Już raz, we wczesnej młodości, musiałem opuścić dom rodzinny, by przygotować się do pewnego świeckiego zawodu. Miałem wtedy 14 lat. Zbór w Przesięku był też takim domem rodzinnym, ale w znaczeniu duchowym. W każdym razie teraz byłem jeszcze jakby niemowlęciem. Jednakże w tej wspólnocie zacząłem chodzić do szkoły powszechnej. I tak samo w domu rodzinnym otrzymywałem najlepsze wychowanie na swe całe życie na ziemi, z czego korzystam jeszcze do dziś. Bo zawsze, gdy coś wygodniejszego chce mnie zwieść, to staje mi przed oczyma pełne wyrzeczeń życia mego ojca. Między innymi wciąż jest moim wzorem, jeśli idzie o czytanie Biblii wczesnym rankiem. Pamiętam, jak wstawał jeszcze po ciemku, szedł do kuchni — gdzie było moje łóżeczko — zapalał lampkę i klękając przy krześle długo czytał Biblię, płacząc przy tym niekiedy lub wzdychając. Ta jego Biblia pozostała mi do dziś, mimo zawieruchy wojennej. Ma wiele żółtych plam, znaków jego łez. Takim było również miejsce mego duchowego narodzenia — zbór. Zawsze, gdy znajdowałem się w trudnościach duchowych, jakby bez wyjścia, czy to w sferze poznania i nauki, czy też przemian w tym niedobrym świecie, wspominałem otrzymaną podstawową wskazówkę: „Jak więc przyjęliście Chrystusa Jezusa, Pana, tak w nim chodźcie” (List św. Pawła do Kolosan 2,6).

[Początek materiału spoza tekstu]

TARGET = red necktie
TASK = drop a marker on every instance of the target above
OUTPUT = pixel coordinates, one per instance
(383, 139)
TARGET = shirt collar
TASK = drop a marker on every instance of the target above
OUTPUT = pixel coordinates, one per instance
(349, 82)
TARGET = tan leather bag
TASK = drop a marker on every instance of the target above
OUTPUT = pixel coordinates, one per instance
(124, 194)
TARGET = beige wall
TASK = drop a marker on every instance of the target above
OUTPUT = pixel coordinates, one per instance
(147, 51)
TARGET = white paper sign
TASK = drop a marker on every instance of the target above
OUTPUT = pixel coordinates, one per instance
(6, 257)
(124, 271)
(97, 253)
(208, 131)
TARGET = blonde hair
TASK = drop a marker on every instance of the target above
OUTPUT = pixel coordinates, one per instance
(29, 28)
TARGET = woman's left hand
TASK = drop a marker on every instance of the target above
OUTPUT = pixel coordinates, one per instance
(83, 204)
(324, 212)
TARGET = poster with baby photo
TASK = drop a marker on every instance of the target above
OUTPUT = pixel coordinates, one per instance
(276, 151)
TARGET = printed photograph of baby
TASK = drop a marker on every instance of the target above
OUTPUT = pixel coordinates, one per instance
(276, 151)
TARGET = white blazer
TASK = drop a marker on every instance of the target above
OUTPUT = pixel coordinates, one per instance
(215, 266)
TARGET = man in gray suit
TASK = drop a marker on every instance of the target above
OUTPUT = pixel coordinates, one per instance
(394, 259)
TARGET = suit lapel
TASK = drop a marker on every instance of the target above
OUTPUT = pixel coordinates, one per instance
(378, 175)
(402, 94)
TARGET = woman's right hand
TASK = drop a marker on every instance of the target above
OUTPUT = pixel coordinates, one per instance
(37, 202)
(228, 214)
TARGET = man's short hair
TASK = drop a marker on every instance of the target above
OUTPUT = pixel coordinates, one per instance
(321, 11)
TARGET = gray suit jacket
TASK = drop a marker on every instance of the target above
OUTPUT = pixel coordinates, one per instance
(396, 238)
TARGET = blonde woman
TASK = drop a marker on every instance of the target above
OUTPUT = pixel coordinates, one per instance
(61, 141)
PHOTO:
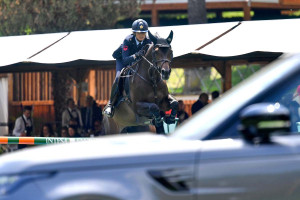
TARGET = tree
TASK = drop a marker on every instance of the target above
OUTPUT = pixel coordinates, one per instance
(18, 17)
(197, 12)
(196, 15)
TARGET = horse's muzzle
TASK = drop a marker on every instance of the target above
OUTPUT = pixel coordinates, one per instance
(165, 74)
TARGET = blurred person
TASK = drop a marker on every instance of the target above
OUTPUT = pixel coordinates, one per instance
(99, 129)
(71, 112)
(64, 132)
(24, 125)
(90, 114)
(47, 131)
(72, 131)
(181, 114)
(215, 94)
(200, 103)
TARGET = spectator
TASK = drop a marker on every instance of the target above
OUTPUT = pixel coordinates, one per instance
(181, 114)
(64, 132)
(24, 125)
(90, 114)
(200, 103)
(72, 131)
(71, 112)
(99, 129)
(215, 94)
(47, 131)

Teraz przyszła jakby stacja pośrednia w mym życiu duchowym i w duchowej drodze: Szkoła Biblijna. Wiedziałem, że nie jestem sam. Ze mną idzie Pan. I w braciach, którzy mnie spotykają, jest ten sam Pan. W tym nastroju ukształtowany przez mleko Słowa usłyszanego w macierzystym zborze — zajechałem do Gdańska, gdzie mieściła się Szkoła Biblijna Misji Wschodnioeuropejskiej, prowadzona przez brata Gustawa Herberta Schmidta. Spotkałem tu braci z wielu krajów — doświadczonych pracowników Królestwa Bożego — którzy już wiele wycierpieli dla Jezusa. A także młodszych braci, pełnych gorliwości i zapału, gotowych również oddać życie za swego Zbawiciela. Wszyscy w jednej klasie, wszyscy przy tym samym stole, wszyscy spragnieni wejść głębiej w Słowo Boże i nabrać większych umiejętności w niesieniu Jego słowa zgubionemu światu. Duże wrażenie wywarło na mnie to, że było tu wielu braci starszych. Jeśli jeszcze oni tu przybyli po naukę, to o ileż bardziej ja potrzebowałem tych błogosławionych lekcji!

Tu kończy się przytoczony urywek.